Trop de Blancs au TNM?


Sophie Durocher
Vous n’en avez pas marre des dirigeants culturels qui sont obsédés par les races? Et qui, au lieu de parler d’art, de talent, de culture, sont obsédés par la couleur de peau des artistes ET des spectateurs?
Récemment, je vous parlais d’un programme en humour réservé aux humoristes noirs. Aujourd’hui, je vous parle d’un directeur de théâtre qui trouve sa clientèle trop... blanche!
Les coupables sont blancs
Dans une entrevue du Devoir, on apprend que le TNM éprouve des soucis financiers: «un déficit de 536 000$ pour 2024 sur un chiffre d’affaires de 10,5 M$ par an».
Pour s’en sortir, le théâtre de la rue Sainte-Catherine doit s’assurer de remplir ses salles. Mais attention, pas avec n’importe qui!
«On ne peut absolument pas laisser tomber le public actuel. C’est lui qui fait que le TNM perdure.» Mais avec un âge moyen de 54 ans, le spectateur lambda est vieillissant, et majoritairement blanc. «Il y a un enjeu d’avenir. On a un travail à faire, dans un futur rapproché, pour renouveler notre public», a déclaré le directeur artistique, Geoffrey Gaquère, au Devoir.
Que le théâtre souhaite voir des jeunes s’abonner pour assurer l’avenir de son public, c’est une chose (même si ça ressemble à de l’âgisme). Mais en quoi la couleur de peau des spectateurs a quoi que ce soit à voir avec l’avenir du théâtre? Quand le directeur parle de «renouveler son public», ça signifie qu’être blanc, c’est bien, mais ne pas être blanc, c’est mieux? Les Noirs, les Asiatiques, les Latinos sont un public plus intéressant? Depuis quand la couleur de peau d’un spectateur est un critère de sélection?

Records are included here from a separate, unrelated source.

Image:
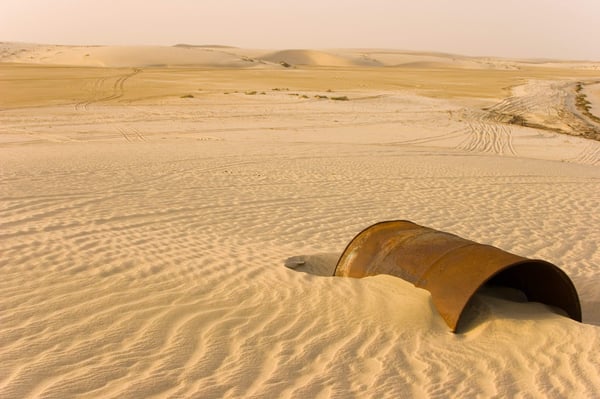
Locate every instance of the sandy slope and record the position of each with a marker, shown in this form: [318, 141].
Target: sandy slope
[147, 216]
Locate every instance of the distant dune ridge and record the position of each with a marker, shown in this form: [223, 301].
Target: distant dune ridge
[221, 56]
[170, 219]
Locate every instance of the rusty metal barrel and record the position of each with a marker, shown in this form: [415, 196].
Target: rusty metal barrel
[452, 268]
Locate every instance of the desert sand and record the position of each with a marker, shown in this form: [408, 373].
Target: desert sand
[170, 218]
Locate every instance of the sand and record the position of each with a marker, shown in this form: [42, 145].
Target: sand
[171, 231]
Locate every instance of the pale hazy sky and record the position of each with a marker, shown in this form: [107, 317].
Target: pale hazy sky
[512, 28]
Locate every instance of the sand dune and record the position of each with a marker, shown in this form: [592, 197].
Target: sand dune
[317, 58]
[172, 232]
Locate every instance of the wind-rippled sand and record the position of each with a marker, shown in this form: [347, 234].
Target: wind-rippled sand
[144, 237]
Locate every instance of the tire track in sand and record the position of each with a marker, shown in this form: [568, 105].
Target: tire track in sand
[117, 89]
[487, 135]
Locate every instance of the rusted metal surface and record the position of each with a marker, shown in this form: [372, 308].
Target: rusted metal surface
[452, 268]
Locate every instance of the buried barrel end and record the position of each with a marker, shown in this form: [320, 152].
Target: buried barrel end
[453, 269]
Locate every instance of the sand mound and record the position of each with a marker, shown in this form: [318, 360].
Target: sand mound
[145, 235]
[316, 58]
[125, 56]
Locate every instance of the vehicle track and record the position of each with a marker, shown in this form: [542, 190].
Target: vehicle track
[589, 155]
[487, 135]
[117, 90]
[131, 135]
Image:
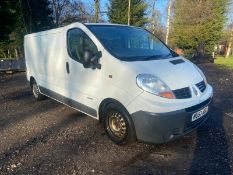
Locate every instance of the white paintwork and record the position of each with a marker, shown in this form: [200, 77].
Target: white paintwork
[46, 56]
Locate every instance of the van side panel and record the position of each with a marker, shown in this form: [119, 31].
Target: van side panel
[44, 53]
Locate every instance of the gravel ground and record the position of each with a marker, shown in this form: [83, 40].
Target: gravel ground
[49, 138]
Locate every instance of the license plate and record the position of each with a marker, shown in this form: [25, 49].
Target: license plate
[200, 113]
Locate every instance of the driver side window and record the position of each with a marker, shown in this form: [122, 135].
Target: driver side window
[78, 42]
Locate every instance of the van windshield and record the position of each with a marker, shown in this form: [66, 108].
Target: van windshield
[131, 43]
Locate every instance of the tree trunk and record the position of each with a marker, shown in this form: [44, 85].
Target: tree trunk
[168, 20]
[129, 10]
[153, 16]
[229, 44]
[97, 8]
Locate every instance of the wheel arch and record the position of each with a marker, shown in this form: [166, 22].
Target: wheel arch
[106, 102]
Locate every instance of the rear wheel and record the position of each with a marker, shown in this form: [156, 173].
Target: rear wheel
[36, 92]
[118, 124]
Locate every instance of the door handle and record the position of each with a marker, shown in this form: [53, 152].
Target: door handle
[67, 68]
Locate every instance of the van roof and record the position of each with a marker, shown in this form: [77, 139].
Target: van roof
[56, 30]
[112, 24]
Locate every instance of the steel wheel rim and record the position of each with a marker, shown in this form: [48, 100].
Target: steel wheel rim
[117, 124]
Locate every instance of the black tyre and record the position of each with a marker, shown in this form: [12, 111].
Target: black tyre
[118, 124]
[36, 92]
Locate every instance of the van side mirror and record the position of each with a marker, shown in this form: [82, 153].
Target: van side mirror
[92, 61]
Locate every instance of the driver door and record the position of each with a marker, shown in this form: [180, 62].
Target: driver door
[82, 83]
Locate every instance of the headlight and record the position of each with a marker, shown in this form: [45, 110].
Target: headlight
[152, 84]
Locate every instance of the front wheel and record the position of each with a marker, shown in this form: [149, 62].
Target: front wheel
[118, 124]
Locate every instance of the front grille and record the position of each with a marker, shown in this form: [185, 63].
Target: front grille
[201, 86]
[182, 93]
[198, 106]
[192, 125]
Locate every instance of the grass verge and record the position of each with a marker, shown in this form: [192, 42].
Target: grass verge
[227, 62]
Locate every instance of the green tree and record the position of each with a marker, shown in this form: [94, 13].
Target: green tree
[118, 12]
[198, 25]
[7, 18]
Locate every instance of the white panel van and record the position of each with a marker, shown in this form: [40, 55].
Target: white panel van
[121, 75]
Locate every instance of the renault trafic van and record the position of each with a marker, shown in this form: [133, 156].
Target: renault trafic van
[122, 76]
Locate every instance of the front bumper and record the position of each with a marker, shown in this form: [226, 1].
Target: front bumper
[164, 127]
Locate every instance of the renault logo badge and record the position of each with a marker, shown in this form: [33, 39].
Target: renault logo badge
[195, 91]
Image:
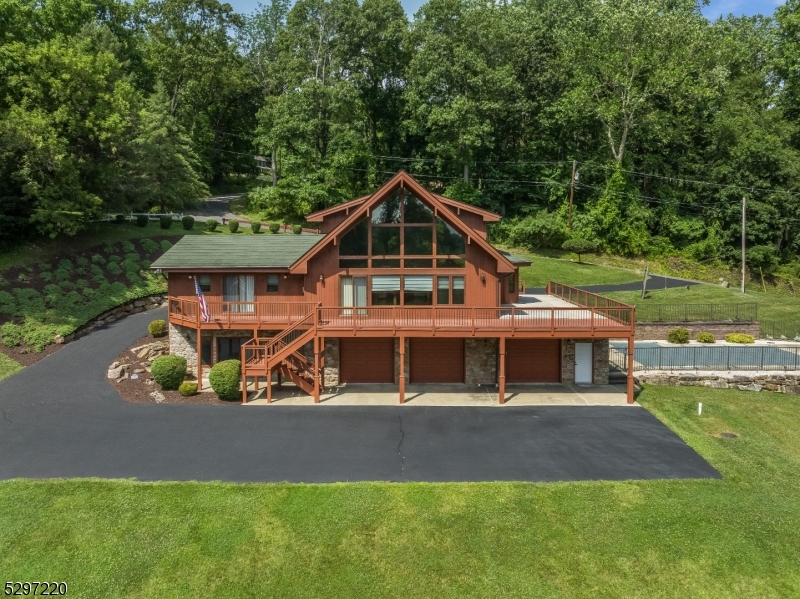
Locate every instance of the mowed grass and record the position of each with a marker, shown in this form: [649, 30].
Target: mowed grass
[771, 306]
[572, 273]
[735, 537]
[8, 366]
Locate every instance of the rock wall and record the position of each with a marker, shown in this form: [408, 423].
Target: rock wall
[779, 382]
[660, 330]
[481, 356]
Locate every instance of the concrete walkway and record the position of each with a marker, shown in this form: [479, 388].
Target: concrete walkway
[61, 418]
[451, 395]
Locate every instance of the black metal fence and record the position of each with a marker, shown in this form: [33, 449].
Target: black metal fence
[697, 312]
[778, 329]
[708, 358]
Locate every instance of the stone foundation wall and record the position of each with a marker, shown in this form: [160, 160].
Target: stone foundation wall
[660, 330]
[481, 356]
[779, 382]
[599, 359]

L’entendez-vous, la petite musique qui dit qu’être blanc, c’est ringard? Tasse-toi mononcle, faut qu’on se «renouvelle»!
C’est une lectrice qui m’a écrit pour me souligner ce texte, car elle a «tiqué» en lisant ce passage dans Le Devoir.
«Je fais partie des abonnés du TNM et cette déclaration du directeur artistique du TNM me laisse perplexe. Veut-on discriminer la clientèle culturelle selon la couleur de la peau? On semble vouloir éjecter le public dont la peau est blanche, même s’il mentionne ne pas vouloir laisser tomber le public actuel (est-ce juste en attendant?). Le TNM ne devrait-il pas s’interroger plutôt sur le fait que Montréal s’anglicise à vitesse grand V? Pour apprécier le théâtre francophone, le prérequis est la maîtrise de la langue et non la couleur de la peau! La couleur de peau de la personne qui assiste à une pièce de théâtre m’importe peu.
«Dans plusieurs domaines, la discrimination selon la couleur de la peau se fait sentir. Là, elle atteint une autre dimension. Jusqu’où cette dérive ira-t-elle?»
Race de monde
En 2018, quand a éclaté le scandale autour de SLĀV au TNM, Robert Lepage et Betty Bonifassi se faisaient accuser d’appropriation culturelle. Lucas Charlie Rose, l’artiste hip-hop qui a organisé les manifestations devant le théâtre, disait à Radio-Canada: «Les Blancs ne devraient pas profiter de l’histoire, de la culture et de la souffrance des Noirs.»
Sept ans plus tard, le TNM s’obstine à voir le monde... en noir et blanc.
Mais je ne suis pas sûre que ses vieux abonnés blancs vont aimer se faire dire qu’ils sont un mal nécessaire.